Here are some ways I enjoy taking care of myself, that cost me time, money and effort. These things would usually be complied into a list with a completely different title: “10 Ways to Pamper Yourself,” for instance. But I challenge you to mentally reorganize your attitude toward these practices. You wouldn’t call brushing your teeth a luxury, would you? Yet you make sure there is time for it even on the busiest days, because it’s simply non-negotiable.

 

Your list might look different; this is just a list of what works for me, as a reference for you.
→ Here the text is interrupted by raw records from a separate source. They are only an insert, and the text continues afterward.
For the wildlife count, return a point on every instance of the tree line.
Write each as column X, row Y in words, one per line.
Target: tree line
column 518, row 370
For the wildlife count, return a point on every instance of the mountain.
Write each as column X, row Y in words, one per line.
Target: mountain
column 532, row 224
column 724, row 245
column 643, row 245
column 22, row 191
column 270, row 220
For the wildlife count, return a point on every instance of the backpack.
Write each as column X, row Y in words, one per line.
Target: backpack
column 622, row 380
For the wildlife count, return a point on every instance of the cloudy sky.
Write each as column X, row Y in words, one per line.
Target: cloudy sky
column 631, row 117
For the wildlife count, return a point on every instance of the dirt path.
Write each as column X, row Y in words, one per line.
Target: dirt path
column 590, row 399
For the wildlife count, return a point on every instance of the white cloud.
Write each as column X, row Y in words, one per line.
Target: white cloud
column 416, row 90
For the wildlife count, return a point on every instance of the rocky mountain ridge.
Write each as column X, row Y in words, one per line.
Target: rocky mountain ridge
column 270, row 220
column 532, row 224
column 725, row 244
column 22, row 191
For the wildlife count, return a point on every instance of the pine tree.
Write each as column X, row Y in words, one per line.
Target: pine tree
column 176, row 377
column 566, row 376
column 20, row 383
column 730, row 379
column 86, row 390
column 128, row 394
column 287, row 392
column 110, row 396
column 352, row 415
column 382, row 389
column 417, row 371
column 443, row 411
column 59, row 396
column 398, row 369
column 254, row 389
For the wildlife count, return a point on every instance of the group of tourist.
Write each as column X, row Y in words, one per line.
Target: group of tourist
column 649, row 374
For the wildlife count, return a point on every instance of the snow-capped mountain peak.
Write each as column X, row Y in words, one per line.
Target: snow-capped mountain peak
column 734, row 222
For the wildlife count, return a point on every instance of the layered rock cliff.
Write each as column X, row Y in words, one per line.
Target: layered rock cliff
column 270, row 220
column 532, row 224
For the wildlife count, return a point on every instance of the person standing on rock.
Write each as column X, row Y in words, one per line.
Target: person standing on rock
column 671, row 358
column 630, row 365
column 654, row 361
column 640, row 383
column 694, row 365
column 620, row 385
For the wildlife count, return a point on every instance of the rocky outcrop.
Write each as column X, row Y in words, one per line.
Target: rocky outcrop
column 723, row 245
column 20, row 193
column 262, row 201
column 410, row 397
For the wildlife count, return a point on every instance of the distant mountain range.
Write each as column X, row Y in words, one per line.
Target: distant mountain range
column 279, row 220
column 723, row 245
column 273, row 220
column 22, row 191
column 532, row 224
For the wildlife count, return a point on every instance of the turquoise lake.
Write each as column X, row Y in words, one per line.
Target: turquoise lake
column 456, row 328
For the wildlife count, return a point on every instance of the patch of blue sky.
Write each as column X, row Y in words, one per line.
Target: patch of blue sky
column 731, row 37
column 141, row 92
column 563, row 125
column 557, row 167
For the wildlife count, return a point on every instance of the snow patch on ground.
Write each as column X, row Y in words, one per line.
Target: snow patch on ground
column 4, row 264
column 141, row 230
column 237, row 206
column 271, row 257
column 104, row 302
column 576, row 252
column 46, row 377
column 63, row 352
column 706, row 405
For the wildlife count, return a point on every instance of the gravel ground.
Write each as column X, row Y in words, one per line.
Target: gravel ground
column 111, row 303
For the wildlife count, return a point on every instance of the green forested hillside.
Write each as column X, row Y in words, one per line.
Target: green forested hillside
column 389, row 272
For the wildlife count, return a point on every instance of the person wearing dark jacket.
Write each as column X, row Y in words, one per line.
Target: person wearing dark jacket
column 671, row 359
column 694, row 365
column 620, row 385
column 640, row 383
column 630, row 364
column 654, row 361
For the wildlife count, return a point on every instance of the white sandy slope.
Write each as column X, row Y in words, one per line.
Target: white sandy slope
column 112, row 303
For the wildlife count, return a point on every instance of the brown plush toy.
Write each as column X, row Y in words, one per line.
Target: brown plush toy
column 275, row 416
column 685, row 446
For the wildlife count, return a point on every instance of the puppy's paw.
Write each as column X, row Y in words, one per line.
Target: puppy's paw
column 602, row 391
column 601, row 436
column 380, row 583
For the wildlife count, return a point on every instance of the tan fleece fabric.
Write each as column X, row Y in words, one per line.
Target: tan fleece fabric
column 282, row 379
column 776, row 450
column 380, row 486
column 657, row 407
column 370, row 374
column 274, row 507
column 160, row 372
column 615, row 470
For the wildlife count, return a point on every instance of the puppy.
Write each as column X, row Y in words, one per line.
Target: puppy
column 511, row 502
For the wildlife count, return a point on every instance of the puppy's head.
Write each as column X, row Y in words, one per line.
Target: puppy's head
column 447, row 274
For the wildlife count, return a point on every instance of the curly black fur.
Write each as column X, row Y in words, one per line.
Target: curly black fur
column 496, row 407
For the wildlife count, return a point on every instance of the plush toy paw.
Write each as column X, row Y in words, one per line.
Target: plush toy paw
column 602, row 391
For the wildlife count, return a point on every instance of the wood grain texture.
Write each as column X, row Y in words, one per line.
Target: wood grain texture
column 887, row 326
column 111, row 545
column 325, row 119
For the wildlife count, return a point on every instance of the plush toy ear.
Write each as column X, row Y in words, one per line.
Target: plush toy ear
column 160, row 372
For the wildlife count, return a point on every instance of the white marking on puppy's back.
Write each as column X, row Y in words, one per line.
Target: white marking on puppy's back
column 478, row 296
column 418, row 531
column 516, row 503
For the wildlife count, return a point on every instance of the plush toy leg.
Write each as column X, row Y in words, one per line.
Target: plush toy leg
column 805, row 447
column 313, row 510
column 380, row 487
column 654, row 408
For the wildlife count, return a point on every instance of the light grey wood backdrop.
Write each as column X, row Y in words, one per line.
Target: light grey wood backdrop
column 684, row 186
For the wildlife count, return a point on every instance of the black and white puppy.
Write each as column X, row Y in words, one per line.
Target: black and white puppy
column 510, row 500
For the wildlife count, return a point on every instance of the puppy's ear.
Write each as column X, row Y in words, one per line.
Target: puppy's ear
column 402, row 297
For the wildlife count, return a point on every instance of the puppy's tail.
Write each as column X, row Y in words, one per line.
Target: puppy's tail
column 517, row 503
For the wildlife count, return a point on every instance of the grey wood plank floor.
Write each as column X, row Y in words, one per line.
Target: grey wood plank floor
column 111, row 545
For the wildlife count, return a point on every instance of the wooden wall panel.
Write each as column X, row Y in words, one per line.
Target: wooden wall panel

If you’d like, you can write out your own list and post it someplace (like your mirror) as a reminder. These are things that keep me rested, rejuvenated, energized, and equipped to take on the challenges particular to my life, and that includes helping others. These are things that we are taught to believe are superfluous luxuries. My point is: they’re not. You need to take care of yourself! And if you needed permission, I’m giving it to you now. My 2017 goal/theme: no shame.

10 Self-Care Ideas

  1. Sleep 8-10 hours per night
  2. Enjoy a soothing, cleansing face mask (one of my favorites here)
  3. Do things that take up time and have no purpose other than providing happiness and/or contentment in the moment (for me that means reading, petting my cat, talking to friends on the phone, going to the library to browse, taking walks, listening to podcasts, reading blogs)
  4. Take supplements
  5. Meditate (it’s free and you don’t need any special space or equipment!)
  6. Look at lists/articles like this: 17 Images Guaranteed to Make You Happy
  7. Keep one day a week completely unscheduled (make no plans)
  8. Spend money on nice clothing that feels good, looks good, and works well for whatever its function
  9. Eat vegetarian
  10. Say no to things, especially if saying yes would only be because of a feeling of “should”

Here are some more ideas:

Another source of inspiration for this article is the great podcast Another Round; the hosts are all about self-care.

 

Please let me know if this is a topic that you have considered; how self-care is or is not a part of your life, and why; and if you have ideas or resources, please share below. Good luck on this journey. Remember: if you take care of yourself, you’ll be better equipped to show up for everyone else. I’m right there with you, struggling, learning, loving.